L’Unione Europea “allargata” ha visto fino alla fine di settembre 2022 10 milioni di ingressi di profughi dall’Ucraina dai soli quattro Paesi membri confinanti (ma anche, peraltro, 6,3 milioni di rientri più o meno stabili) e ha registrato oltre quattro milioni di profughi per  il riconoscimento della protezione temporanea attivata dal Consiglio Europeo lo scorso 4 marzo.
Tra fine settembre-inizio ottobre 2022, la Polonia accoglieva più di  1.400.000 rifugiati dall’Ucraina (primo Paese UE), ma oltre un milione si trovavano in Germania. Molto più ridotti i numeri dell’ Italia, 171 mila circa. In meno di sei mesi, da marzo ad agosto 2022, i soli 27 Paesi membri dell’UE hanno riconosciuto almeno 2.842.000 protezioni temporanee.

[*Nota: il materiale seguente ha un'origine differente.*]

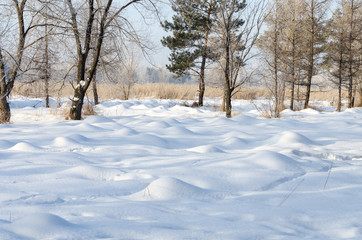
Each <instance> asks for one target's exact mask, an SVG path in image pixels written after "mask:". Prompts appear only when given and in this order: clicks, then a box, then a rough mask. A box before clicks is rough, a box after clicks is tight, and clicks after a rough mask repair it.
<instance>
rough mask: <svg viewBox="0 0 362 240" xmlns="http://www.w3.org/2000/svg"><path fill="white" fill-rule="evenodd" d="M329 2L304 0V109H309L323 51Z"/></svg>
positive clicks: (323, 0) (312, 0) (327, 0)
mask: <svg viewBox="0 0 362 240" xmlns="http://www.w3.org/2000/svg"><path fill="white" fill-rule="evenodd" d="M328 2H329V0H306V1H305V4H306V9H305V16H304V33H305V44H306V46H305V51H306V56H305V58H306V72H307V80H306V96H305V102H304V108H308V107H309V99H310V92H311V86H312V77H313V75H314V74H315V72H316V65H317V57H319V56H320V54H321V53H322V51H323V42H324V39H325V38H324V37H325V36H324V35H323V31H324V29H323V27H324V21H325V16H326V12H327V10H328V8H327V4H328Z"/></svg>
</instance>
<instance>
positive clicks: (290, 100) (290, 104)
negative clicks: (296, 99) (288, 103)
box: [290, 77, 295, 111]
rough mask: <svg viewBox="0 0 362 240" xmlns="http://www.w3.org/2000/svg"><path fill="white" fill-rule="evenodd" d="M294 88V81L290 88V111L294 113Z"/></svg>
mask: <svg viewBox="0 0 362 240" xmlns="http://www.w3.org/2000/svg"><path fill="white" fill-rule="evenodd" d="M293 78H294V77H293ZM294 88H295V83H294V80H292V85H291V86H290V110H292V111H294Z"/></svg>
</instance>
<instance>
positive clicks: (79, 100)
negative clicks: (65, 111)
mask: <svg viewBox="0 0 362 240" xmlns="http://www.w3.org/2000/svg"><path fill="white" fill-rule="evenodd" d="M85 92H86V91H84V90H83V89H82V88H81V86H80V85H78V86H77V88H76V89H75V91H74V98H73V99H72V107H71V109H70V112H69V118H70V119H71V120H81V119H82V107H83V101H84V96H85Z"/></svg>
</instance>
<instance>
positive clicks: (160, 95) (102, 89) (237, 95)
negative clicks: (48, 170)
mask: <svg viewBox="0 0 362 240" xmlns="http://www.w3.org/2000/svg"><path fill="white" fill-rule="evenodd" d="M50 86H51V88H50V96H51V97H52V98H55V99H64V98H68V97H71V96H72V95H73V88H72V86H71V85H70V84H69V83H68V84H65V85H62V83H52V84H51V85H50ZM43 89H44V86H43V84H40V83H38V82H35V83H32V84H24V83H19V82H17V83H16V84H15V87H14V90H13V95H21V96H26V97H38V98H42V97H44V90H43ZM97 89H98V95H99V98H100V100H101V101H106V100H110V99H122V92H121V87H120V86H119V85H117V84H111V83H100V84H98V85H97ZM288 93H289V92H287V96H286V99H287V98H288ZM222 95H223V89H222V87H212V86H206V90H205V97H208V98H218V97H221V96H222ZM87 96H88V97H89V98H93V93H92V89H91V88H90V89H89V90H88V94H87ZM346 96H347V93H346V91H343V98H344V99H346ZM260 97H262V98H270V97H271V93H270V91H269V90H268V89H267V88H266V87H249V86H245V87H242V88H241V90H240V91H238V92H237V93H235V95H234V96H233V98H234V99H245V100H253V99H257V98H260ZM301 97H303V96H301ZM144 98H155V99H180V100H193V101H196V100H197V99H198V85H197V84H193V85H189V84H183V85H182V84H164V83H153V84H143V85H141V84H137V85H135V86H133V87H132V89H131V93H130V99H144ZM310 99H311V100H314V99H316V100H328V101H330V103H331V105H332V106H335V105H336V104H337V99H338V91H337V90H336V89H330V90H324V91H317V90H314V91H312V93H311V97H310ZM356 102H357V103H358V99H357V101H356ZM90 112H92V111H91V110H90Z"/></svg>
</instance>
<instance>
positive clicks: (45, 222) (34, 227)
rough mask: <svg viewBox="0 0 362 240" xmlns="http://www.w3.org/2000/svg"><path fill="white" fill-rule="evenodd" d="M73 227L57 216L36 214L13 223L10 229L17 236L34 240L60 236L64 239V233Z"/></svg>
mask: <svg viewBox="0 0 362 240" xmlns="http://www.w3.org/2000/svg"><path fill="white" fill-rule="evenodd" d="M75 227H76V225H75V224H72V223H70V222H68V221H66V220H65V219H63V218H61V217H59V216H57V215H53V214H49V213H36V214H31V215H28V216H26V217H24V218H21V219H19V220H16V221H14V222H13V223H12V224H11V226H10V229H11V230H12V231H13V232H15V233H17V234H20V235H23V236H27V237H30V238H34V239H57V238H58V237H60V236H62V239H65V238H64V235H66V234H65V233H66V232H68V231H70V230H72V229H75Z"/></svg>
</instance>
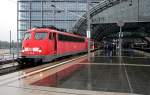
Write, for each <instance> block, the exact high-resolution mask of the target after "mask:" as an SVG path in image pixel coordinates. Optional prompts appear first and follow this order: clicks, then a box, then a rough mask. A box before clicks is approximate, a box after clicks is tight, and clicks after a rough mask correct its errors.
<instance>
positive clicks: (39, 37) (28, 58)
mask: <svg viewBox="0 0 150 95" xmlns="http://www.w3.org/2000/svg"><path fill="white" fill-rule="evenodd" d="M47 38H48V32H47V31H45V30H44V31H43V30H42V29H32V30H30V31H29V32H26V33H25V35H24V39H23V41H22V51H21V56H22V58H21V60H20V62H21V63H30V62H33V63H36V62H39V61H42V59H43V58H44V56H45V55H48V51H47V50H48V40H47Z"/></svg>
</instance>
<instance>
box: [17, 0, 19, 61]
mask: <svg viewBox="0 0 150 95" xmlns="http://www.w3.org/2000/svg"><path fill="white" fill-rule="evenodd" d="M18 20H19V1H17V58H18V57H19V29H18V28H19V26H18Z"/></svg>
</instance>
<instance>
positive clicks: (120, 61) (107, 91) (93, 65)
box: [0, 50, 150, 95]
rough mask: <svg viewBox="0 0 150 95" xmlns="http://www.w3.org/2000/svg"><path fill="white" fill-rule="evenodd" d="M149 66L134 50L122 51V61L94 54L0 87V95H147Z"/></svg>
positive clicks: (148, 82) (119, 58)
mask: <svg viewBox="0 0 150 95" xmlns="http://www.w3.org/2000/svg"><path fill="white" fill-rule="evenodd" d="M149 64H150V57H149V56H148V55H145V53H141V52H138V51H132V50H130V51H124V52H123V57H122V58H120V57H118V56H117V53H116V52H113V53H112V55H111V56H110V55H108V54H106V52H105V51H96V52H94V53H92V54H91V62H88V60H87V57H83V58H79V59H78V60H77V61H73V62H70V63H69V64H65V65H64V66H61V67H56V68H52V69H48V70H45V71H42V72H40V73H36V74H33V75H29V76H27V77H24V78H21V79H20V80H17V81H16V80H13V81H11V82H8V83H6V85H5V86H2V87H1V92H0V94H1V93H6V92H5V89H10V90H11V89H12V90H13V89H14V91H12V93H15V92H16V93H19V94H15V95H25V94H24V93H26V94H27V93H29V92H31V94H28V95H68V94H69V95H81V94H83V95H129V94H143V95H149V94H150V91H149V89H150V75H149V74H150V65H149ZM2 89H4V90H2ZM32 91H33V92H32ZM7 93H9V92H7ZM46 93H47V94H46ZM11 95H12V94H11Z"/></svg>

La proliferazione delle barriere anti-migranti – ben 19 quelle che delimitano tratti di confine esterni ma anche interni alla “zona Schengen”, tutte erette negli ultimi 20 anni – solleva numerose problematiche giuridiche in materia di rispetto dei diritti fondamentali: la principale è quella legata al diritto di accesso alla protezioneinternazionale. Anche se va riconosciuto che la Commissione Europea si è opposta alle richieste di diversi Stati membri di poter utilizzare fondi dell’Unione per la costruzione di queste barriere di confine, il suo l’operato su una delle più grandi questioni politiche che dilaniano l’Europa è stato debole o inesistente. Ma anche l’irrazionalità di alcune proposte avanzate dall’attuale Commissione presieduta da Ursula von der Leyen, insieme alla visione complessiva che le sorregge, è un segno inquietante di un’involuzione del processo di costruzione del sistema comune di asilo nell’UE.
Nel 2021 hanno chiesto asilo per la prima volta nel territorio dell’ Unione Europea circa 537 mila persone: + 29% rispetto al 2020. E il primo semestre ’22 vede già 365 mila richiedenti, contro i 201 mila dello stesso periodo del ’21. La Siria (circa 99 mila richiedenti nel ’21) e l’Afghanistan (85 mila) sono ormai da anni le cittadinanze principali delle persone che cercano protezione nell’UE. A seguire, nel 2021, Irak, Pakistan, Turchia, Bangladesh, Venezuela, Somalia, Marocco e Colombia. Rispetto al 2020, il 2021 ha visto nel territorio dell’Unione Europea un numero di decisioni in prima istanza sui richiedenti asilo di poco superiore (circa 524 mila contro 521 mila), ma una diminuzione di decisioni positive (202 mila contro 212 mila), registrando dunque un tasso di riconoscimento pari al 38,5% , contro il 40,7%  dell’anno prima. Nel 2021 il Paese che ha effettuato più trasferimenti “Dublino” di richiedenti asilo è la Francia (3.145), seguita dallaGermania. Quest’ultima è stata invece il principale Paese ricevente (4.274 richiedenti ricevuti), seguita dall’Italia (1.525 secondo Eurostat e 1.468 secondo il Viminale).